Nothing beats a classic cheesecake recipe! This simple delicious cheesecake has an amazing crust, is creamy and has a classic sour cream topping! Perfect for any occasion.
My super hubby had a birthday last week. So I made his favorite thing in the whole world.
Cheesecake.
He isn’t a big fan of cake, and hates all pie except pumpkin. But the man loves cheesecake!!! Over the years I’ve made a bunch for him and this simple delicious recipe is always perfect. A lot of people think cheesecake is complicated and difficult, it’s really not.
You do need a springform pan… but that’s not complicated.
I discovered the crust I’m going to share with you totally by accident once when I went to make these and didn’t have graham crackers. You can use graham crackers though if that’s what you like… or those chocolate wafer cookies, they’re really good with this too!
Here’s what you’ll need for this simple delicious cheesecake
For the crust-
2 1/2 – Cups Crunchy Oatmeal Cookie crumbs (you know those really cheap crunchy oatmeal cookies they have at the grocery store. You can use the iced ones too, just half the sugar)
1/4- Cup Sugar
1/2- tsp Cinnamon
1/2- Stick of Butter- melted
Mix everything together in a medium size bowl then press into the bottom of your springform pan, making it slightly thicker around the edges. Now pop it in the freezer for at least 15 minutes… yes the freezer, it gives it a great soft texture when the cheesecake is cooked
For the Cheesecake-
3- 8oz Bricks of Cream Cheese Softened
3- Eggs
1- Cup Sugar
1- tsp Vanilla
First pre-heat your oven to 300
Put your cream cheese in a mixing bowl and mix until fluffy with an electric mixer. Add in your sugar and vanilla and mix until incorporated, add eggs one at a time beating thoroughly after each addition. Keep your mixer on low-med speed, you don’t want to incorporate a lot of air.
Pour cheesecake batter over your already prepared crumb crust. Now gently bang the pan on your table or counter… gently… maybe tap would be a better word. It helps work any air bubbles out and will help your cheesecake not to crack.
Now pop it in the oven. Since it cooks slowly set your timer for 50-55 minutes. You’ll know it’s done when the center jiggles ever so slightly.
Take it out and allow to cool completely.
Once it’s cool whip up the sour cream topping and spread it across the top.
For the Topping-
1- Cup Sour Cream
1/4- Cup Sugar
1- tsp Vanilla
1/8 – tsp Salt
Now here’s the hard part. After you’ve put the topping on cover the cheesecake with plastic wrap or foil and refrigierate 8 hours or overnight… its soooooo hard to wait!!
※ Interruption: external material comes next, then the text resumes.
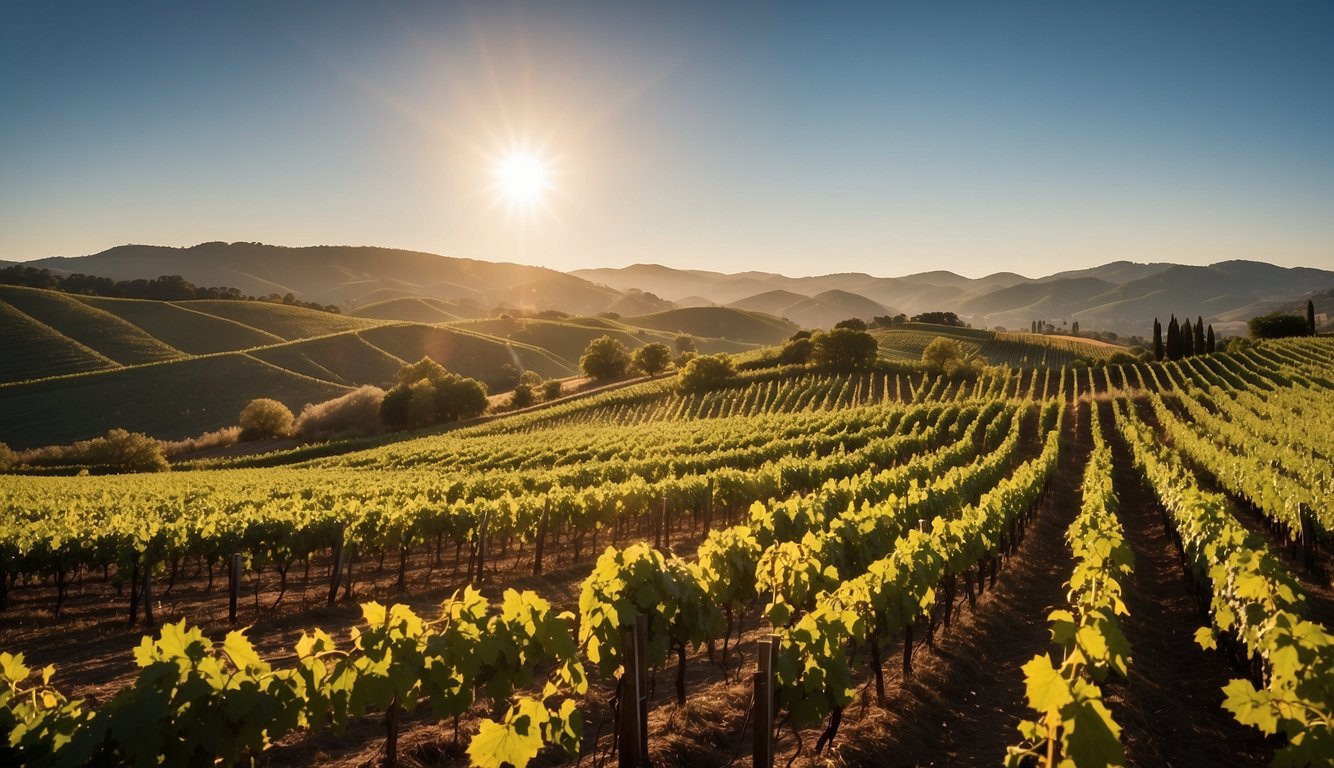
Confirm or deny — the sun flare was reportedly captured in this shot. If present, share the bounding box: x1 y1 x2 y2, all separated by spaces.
494 149 551 211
Serve it as it is or with some fresh fruit on top & enjoy!!
Catherine says
There really is nothing like a good cheesecake. Happy Birthday to your husband.
Joanne T Ferguson says
G’day! Thanks for sharing at our #SayGdayParty!
Please remember to go back and comment on some other people’s submissions to the party and of course, we hope you are following Natasha and me on Pinterest; comments and shares show you care! Cheers! Joanne
Krista says
No there isn’t! I’ve tried different flavors over the years too but I always come back to this simple one… I like it best!